La décision de la plus haute juridiction pourrait avoir d’importantes répercussions sur le sort des 653 000 sans-abri recensés en 2023 aux États-Unis.

Elle est saisie d’une décision d’appel qui a annulé des mesures prises par la ville de Grants Pass, dans l’Oregon (ouest) interdisant, au nom de la régulation du camping dans les lieux publics, aux sans-abri d’utiliser des couvertures, des oreillers ou des cartons pour se protéger du froid lorsqu’ils dorment dehors.
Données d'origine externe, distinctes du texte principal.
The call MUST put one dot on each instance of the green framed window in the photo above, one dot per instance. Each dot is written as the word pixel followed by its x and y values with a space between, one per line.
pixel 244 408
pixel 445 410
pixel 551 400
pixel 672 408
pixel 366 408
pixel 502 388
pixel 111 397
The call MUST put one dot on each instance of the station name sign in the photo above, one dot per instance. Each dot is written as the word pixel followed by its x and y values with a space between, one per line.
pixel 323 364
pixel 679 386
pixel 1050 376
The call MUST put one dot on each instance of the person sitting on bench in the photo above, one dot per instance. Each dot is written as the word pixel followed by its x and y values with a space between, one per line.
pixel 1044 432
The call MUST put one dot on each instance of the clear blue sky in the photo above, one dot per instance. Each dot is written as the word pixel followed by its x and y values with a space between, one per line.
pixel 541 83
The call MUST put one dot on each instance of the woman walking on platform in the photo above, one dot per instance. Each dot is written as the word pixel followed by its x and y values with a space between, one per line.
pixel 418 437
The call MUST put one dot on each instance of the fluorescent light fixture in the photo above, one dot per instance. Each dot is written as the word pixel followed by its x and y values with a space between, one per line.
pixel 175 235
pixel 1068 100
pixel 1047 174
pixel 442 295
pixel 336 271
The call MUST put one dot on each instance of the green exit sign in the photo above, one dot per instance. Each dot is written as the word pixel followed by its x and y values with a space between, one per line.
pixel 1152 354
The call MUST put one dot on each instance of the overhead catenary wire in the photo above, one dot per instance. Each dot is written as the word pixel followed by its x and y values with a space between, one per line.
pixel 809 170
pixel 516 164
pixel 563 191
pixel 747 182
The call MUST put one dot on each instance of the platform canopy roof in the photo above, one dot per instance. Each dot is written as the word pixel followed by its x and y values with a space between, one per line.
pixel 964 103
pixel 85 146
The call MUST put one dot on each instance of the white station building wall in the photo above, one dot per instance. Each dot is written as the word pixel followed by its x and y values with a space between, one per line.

La cour d’appel s’est fondée sur sa propre jurisprudence considérant que le Huitième amendement de la Constitution prohibant tout « châtiment cruel et inhabituel » s’appliquait aux sanctions pénales contre les itinérants dormant à l’extérieur à moins qu’ils n’aient « accès à un abri temporaire ».

Les mesures prises par la ville « visent à rendre physiquement impossible aux itinérants de vivre à Grants Pass sans s’exposer à des amendes illimitées et à des séjours en prison », a plaidé leur avocate, Kelsi Corkran.

Ces mesures prévoient des amendes de plusieurs centaines de dollars en cas d’infraction, assorties d’un possible bannissement de l’espace public de la ville en cas de non-paiement, passible à son tour de prison et d’amendes encore plus lourdes.

« Tout ce que font ces mesures est de transformer le problème de mal-logement de la ville en problème de quelqu’un d’autre en chassant ses habitants sans-abri vers d’autres juridictions », a ajouté Kelsi Corkran lors des débats qui ont duré deux heures et demie.

Mais le président conservateur de la Cour, John Roberts, lui a objecté qu’il ne s’agissait pas nécessairement d’une criminalisation du « statut » de sans-abri puisque celui-ci pouvait cesser.

« Un certain nombre d’entre nous ont des difficultés avec la distinction entre statut et comportement », ce dernier étant susceptible de sanction pénale, a-t-il dit.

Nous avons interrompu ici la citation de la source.